This is part ten of Notes from the Problem Child, Arthur Roeser’s caregiving story. Read part one, part two, part three, part four, part five, part six, part seven, part eight, and part nine.
It was early in the morning in Prague when I called my wife and dragged the word “delirium” onto her breakfast plate.
I had looked online and read about delirium from trusted sources– I learned that it can be a disguise for many serious conditions, the scariest of which might be Lewy Body dementia and a progressive decline in cognitive function, which might signify the oncoming of Alzheimer‘s and/or Parkinson’s disease.
Scarier still, it’s not clearly understood, even in the medical community.
Many of the symptoms fit Dad’s current persona. He was disoriented, agitated, generally unfocussed yet easily fixated on one hallucinatory idea (the “hot side/cold side” diatribe, for example) and the notes he left around the house were scribbled gibberish. What made the most sense to me and perhaps, what I was hoping for, was that this delirium could merely be a temporary byproduct of some infection, a reaction to medication (or lack of medication) or improper nourishment.
Jen understood and agreed that that was the most logical (read: hopeful) explanation. She kept telling me that I should not be afraid to push the hospital for treatment and answers. I explained that there hadn’t been anybody available to push over the weekend but tomorrow would be Monday. We expected to hear from all the relevant doctors who made their rounds. Jen was off to work but first, planned to visit the St. John statue on the bridge for extra karma. I collapsed into my hotel bed. We would be off tomorrow morning to greet all the doctors…
… Or so we thought. I met mom and Annie in Dad’s room at 9am sharp. He was asleep and there was nobody around. I tried to look for a chart somewhere. The whiteboard had some scribbling on it; medications, times and instructions in code, which made about as much sense to me as one of Dad’s cryptic notes. Finally a nurse came in: Gary was in his 50’s and didn’t know much except that Dad’s GP, Dr. R, had already made his rounds for the day. He’d been in at 7am. We were pretty annoyed that we’d missed him already. We had all sorts of questions and wanted to know what the plan of attack was. The cynic inside me considered that he deliberately showed up so early so as to avoid running into visitors with questions.
My frustration was getting an early wake up call.

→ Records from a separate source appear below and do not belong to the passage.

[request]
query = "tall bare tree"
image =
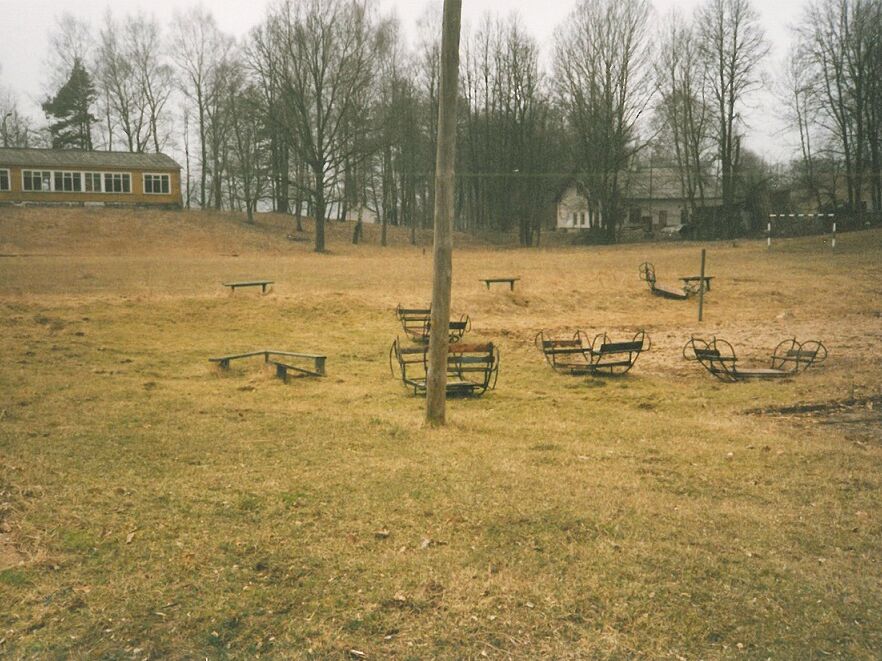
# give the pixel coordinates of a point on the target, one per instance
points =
(328, 58)
(602, 68)
(200, 47)
(731, 44)
(840, 57)
(682, 106)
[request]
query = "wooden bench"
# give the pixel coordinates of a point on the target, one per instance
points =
(510, 281)
(789, 358)
(578, 355)
(647, 274)
(282, 366)
(417, 324)
(263, 284)
(472, 369)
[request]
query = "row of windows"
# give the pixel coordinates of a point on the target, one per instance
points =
(55, 181)
(580, 217)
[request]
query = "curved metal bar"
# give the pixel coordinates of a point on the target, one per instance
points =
(787, 351)
(811, 352)
(393, 350)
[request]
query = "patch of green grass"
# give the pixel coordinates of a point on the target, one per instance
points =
(15, 577)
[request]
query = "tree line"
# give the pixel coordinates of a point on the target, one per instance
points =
(326, 109)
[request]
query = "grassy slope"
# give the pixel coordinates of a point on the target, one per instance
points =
(161, 509)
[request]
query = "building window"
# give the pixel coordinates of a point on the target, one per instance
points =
(118, 182)
(68, 182)
(39, 181)
(92, 182)
(156, 184)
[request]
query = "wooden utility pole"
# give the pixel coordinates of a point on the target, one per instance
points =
(701, 287)
(436, 381)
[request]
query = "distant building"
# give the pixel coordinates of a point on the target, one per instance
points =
(67, 176)
(655, 199)
(652, 196)
(576, 210)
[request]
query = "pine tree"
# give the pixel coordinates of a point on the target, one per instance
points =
(72, 128)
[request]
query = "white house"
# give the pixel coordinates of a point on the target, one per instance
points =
(368, 215)
(653, 199)
(575, 210)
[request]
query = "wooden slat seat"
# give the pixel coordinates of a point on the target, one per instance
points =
(789, 358)
(578, 356)
(282, 366)
(510, 280)
(472, 368)
(647, 274)
(417, 324)
(263, 284)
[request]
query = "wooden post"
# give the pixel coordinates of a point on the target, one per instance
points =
(436, 377)
(701, 288)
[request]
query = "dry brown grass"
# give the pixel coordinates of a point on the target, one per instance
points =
(161, 509)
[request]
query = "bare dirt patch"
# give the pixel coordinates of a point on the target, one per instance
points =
(859, 419)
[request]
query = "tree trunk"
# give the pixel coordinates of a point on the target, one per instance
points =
(319, 209)
(436, 380)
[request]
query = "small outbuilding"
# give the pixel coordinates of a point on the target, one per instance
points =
(68, 176)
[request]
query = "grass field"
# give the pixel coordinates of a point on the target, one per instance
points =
(153, 507)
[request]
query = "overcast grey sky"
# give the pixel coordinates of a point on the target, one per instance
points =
(24, 30)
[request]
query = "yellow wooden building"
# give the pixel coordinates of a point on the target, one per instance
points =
(68, 176)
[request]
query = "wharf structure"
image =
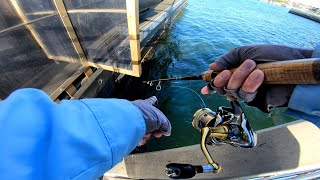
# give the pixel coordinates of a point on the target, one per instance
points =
(71, 49)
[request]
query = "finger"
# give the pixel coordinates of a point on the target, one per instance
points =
(221, 80)
(253, 82)
(147, 136)
(215, 67)
(240, 74)
(152, 100)
(157, 134)
(205, 90)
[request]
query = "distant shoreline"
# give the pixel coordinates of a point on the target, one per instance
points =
(293, 5)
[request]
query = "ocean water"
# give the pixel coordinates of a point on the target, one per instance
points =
(203, 31)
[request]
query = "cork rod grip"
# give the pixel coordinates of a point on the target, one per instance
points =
(302, 71)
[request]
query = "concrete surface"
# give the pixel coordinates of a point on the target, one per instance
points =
(287, 147)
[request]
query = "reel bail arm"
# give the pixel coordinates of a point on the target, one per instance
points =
(228, 125)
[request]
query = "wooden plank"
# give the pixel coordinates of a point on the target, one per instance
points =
(88, 73)
(286, 147)
(69, 28)
(67, 82)
(87, 84)
(134, 35)
(29, 27)
(71, 90)
(114, 69)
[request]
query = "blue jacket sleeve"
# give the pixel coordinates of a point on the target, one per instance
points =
(76, 139)
(305, 103)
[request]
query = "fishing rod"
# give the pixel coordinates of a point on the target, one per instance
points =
(230, 125)
(300, 71)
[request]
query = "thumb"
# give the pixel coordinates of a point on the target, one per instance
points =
(152, 100)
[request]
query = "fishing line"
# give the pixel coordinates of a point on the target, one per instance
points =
(204, 105)
(158, 88)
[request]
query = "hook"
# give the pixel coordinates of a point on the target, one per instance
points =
(158, 87)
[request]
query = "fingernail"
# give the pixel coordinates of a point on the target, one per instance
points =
(223, 76)
(257, 75)
(249, 64)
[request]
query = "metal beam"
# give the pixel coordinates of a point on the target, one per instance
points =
(69, 28)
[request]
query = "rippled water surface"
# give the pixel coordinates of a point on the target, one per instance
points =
(205, 30)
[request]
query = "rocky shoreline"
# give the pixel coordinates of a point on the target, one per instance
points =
(296, 5)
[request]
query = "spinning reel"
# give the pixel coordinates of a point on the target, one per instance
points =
(228, 125)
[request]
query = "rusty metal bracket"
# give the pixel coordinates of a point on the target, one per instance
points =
(70, 30)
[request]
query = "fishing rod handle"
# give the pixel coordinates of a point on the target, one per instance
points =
(300, 71)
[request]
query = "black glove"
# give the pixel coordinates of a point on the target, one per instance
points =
(155, 120)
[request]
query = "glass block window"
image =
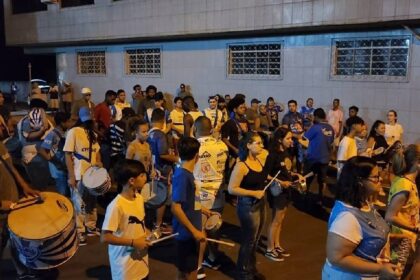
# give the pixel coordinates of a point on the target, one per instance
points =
(75, 3)
(144, 61)
(261, 61)
(91, 62)
(383, 59)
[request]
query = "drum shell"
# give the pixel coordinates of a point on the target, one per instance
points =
(98, 189)
(212, 228)
(156, 197)
(49, 252)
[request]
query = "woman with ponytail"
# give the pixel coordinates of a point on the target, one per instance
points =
(247, 182)
(357, 234)
(403, 210)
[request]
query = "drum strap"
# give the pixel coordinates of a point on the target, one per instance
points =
(9, 169)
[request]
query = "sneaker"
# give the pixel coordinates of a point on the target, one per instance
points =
(379, 203)
(272, 255)
(282, 251)
(82, 239)
(258, 276)
(93, 231)
(26, 276)
(211, 264)
(200, 273)
(165, 229)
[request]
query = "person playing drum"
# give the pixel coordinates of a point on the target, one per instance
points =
(187, 210)
(208, 175)
(10, 179)
(124, 227)
(82, 151)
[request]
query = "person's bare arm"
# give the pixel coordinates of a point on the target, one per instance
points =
(70, 168)
(238, 173)
(340, 254)
(138, 243)
(230, 146)
(183, 219)
(394, 207)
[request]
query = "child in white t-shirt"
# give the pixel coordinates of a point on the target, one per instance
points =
(124, 226)
(348, 147)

However, Gary said he would try to get a hold of the head nurse and a Physician’s Assistant to see if they could shed some light on the situation. Soon, a nurse practitioner appeared who didn’t appear to know much, except that since Dr. R had appeared on the scene, he was calling the shots. But Dr. R was nowhere to be found. Mom asked if any further tests were done. Had the nutrient bag been approved by insurance? The NP had no clue. We reminded the NP that Dad hadn’t eaten in days. He looked so weak. He lay there, pale, unshaven, stiff as a board with his head back, his mouth wide open. I was fidgeting. Had Johnny been on target when he accused them of just letting Dad waste away? Annie seemed worried. Mom just calmly sat by Dad’s side, holding his hand. Things were out of her control. But she’s a woman of deep faith. She was patient. “One day at a time,” was her mantra.
I took some of the idle time to display a few of the items I’d brought along. I’d read that with delirium patients, it was important to keep them focused on reality, by reminding them what day it was, who was in the room and what’s going on in the world. Familiar items from home and props such as a clock, calendar, newspaper and family photos could help keep a person in the moment. I brought everything and Annie started to create poster boards collages of family photos, labeling all the people in them; including her children and their children, who were newborns. Mom and Dad had yet to meet their great grandchildren.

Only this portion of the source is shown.